Lord George presented the petition, but the House refused to consider it at that time, by a vote of 192 to 6. The multitude now became disorderly, and after the House adjourned, bodies of men proceeded to demolish the Catholic chapels at the residences of the foreign ministers. From this moment the whole affair changed its character. Desperate men, many of them thieves and robbers, took the lead. Not only were Catholic chapels set on fire, but the London prisons were broken open and destroyed; thirty-six fires were blazing at one time during the night; the town was for some days completely in the power of the multitude; Lord Mansfield's house was destroyed; the breweries and distilleries were broken open, and the mob became infuriated with liquor; and for a period there was reason to apprehend that the whole of the metropolis might be made one general scene of conflagration. The military were at last called in from the country, and, after a severe conflict, the mob was put down; but not until nearly five hundred persons had been killed or wounded, exclusive of those who perished from the effects of intoxication.

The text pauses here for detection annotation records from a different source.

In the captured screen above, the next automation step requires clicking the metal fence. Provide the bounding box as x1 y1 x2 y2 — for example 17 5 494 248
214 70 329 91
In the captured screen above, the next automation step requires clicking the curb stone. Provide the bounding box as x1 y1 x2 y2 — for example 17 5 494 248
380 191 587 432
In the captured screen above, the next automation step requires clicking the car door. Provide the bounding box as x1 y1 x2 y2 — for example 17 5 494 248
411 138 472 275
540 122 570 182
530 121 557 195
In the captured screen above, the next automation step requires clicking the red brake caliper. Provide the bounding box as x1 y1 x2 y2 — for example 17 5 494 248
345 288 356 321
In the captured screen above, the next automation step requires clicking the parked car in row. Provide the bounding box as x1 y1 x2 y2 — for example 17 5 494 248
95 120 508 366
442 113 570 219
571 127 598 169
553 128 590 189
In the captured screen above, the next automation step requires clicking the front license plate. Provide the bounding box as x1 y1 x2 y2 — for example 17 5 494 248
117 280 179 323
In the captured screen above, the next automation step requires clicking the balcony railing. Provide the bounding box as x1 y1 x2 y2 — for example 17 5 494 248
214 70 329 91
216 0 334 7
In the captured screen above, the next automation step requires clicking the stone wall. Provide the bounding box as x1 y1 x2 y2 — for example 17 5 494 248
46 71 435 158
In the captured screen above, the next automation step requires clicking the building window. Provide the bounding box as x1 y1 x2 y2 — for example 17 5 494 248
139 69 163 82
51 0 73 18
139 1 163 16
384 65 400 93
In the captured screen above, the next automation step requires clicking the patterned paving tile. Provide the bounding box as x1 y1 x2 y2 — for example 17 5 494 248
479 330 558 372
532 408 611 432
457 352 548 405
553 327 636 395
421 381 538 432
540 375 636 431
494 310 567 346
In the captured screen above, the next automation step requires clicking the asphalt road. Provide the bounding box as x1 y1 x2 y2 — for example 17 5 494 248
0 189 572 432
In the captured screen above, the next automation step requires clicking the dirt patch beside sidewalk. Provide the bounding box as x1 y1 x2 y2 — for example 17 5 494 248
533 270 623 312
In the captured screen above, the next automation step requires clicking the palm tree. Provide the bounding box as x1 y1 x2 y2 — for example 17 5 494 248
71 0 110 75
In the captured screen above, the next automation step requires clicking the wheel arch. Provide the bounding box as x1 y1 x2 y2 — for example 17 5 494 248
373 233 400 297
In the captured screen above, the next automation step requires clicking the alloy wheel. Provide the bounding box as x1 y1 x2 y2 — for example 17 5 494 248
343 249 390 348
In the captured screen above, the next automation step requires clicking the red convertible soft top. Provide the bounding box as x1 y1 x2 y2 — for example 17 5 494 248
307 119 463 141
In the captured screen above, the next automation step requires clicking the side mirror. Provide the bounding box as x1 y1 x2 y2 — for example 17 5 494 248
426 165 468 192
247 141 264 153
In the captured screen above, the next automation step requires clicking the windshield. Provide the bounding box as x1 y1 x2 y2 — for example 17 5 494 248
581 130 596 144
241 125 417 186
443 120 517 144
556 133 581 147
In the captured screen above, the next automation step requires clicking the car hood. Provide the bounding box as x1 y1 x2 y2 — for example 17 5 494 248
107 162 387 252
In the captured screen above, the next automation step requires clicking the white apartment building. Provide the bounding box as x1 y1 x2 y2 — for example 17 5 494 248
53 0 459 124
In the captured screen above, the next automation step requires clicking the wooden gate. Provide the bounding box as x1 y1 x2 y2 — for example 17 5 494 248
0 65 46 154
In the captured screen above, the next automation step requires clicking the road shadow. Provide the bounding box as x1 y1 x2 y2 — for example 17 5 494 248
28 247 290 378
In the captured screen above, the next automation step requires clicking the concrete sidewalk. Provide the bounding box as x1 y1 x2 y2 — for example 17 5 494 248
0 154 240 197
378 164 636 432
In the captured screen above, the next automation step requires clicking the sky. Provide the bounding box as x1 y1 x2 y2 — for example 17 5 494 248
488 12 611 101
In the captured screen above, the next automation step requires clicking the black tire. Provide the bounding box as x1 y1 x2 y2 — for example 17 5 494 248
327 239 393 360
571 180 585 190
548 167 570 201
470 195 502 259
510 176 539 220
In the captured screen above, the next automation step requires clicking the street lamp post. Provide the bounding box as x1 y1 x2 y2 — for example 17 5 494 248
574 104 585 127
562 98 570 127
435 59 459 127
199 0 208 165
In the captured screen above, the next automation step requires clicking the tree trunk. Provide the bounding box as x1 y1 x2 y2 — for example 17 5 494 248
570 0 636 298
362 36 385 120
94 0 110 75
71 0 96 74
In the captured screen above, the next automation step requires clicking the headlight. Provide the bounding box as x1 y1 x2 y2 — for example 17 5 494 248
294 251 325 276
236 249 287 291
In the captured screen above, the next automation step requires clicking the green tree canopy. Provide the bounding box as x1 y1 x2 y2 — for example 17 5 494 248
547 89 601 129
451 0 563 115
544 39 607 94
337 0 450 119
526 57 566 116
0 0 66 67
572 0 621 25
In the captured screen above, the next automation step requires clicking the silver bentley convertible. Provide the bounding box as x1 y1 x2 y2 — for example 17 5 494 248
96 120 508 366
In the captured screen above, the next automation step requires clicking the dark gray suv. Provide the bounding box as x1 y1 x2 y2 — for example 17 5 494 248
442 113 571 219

The government had been taken by surprise: no adequate provision was made to guard against violence; and, as the riots went on, all authority for a time seemed to be paralyzed or extinct. When order was at last restored, the magistrates, as is common with those who have neglected their duty, endeavored to throw the blame on others-they resolved to make Lord George Gordon their scapegoat. He was accordingly arraigned for high treason; and such was the excitement of the public mind, such the eagerness to have some one punished, that he was in imminent danger of being made the victim of public resentment. It was happy for him that, in addition to Mr. (afterward Lord) Kenyon, his senior counsel, a man of sound mind, but wholly destitute of eloquence, he had chosen Mr. Erskine, as a Scotchman, to aid in his defense. It was the means probably of saving his life.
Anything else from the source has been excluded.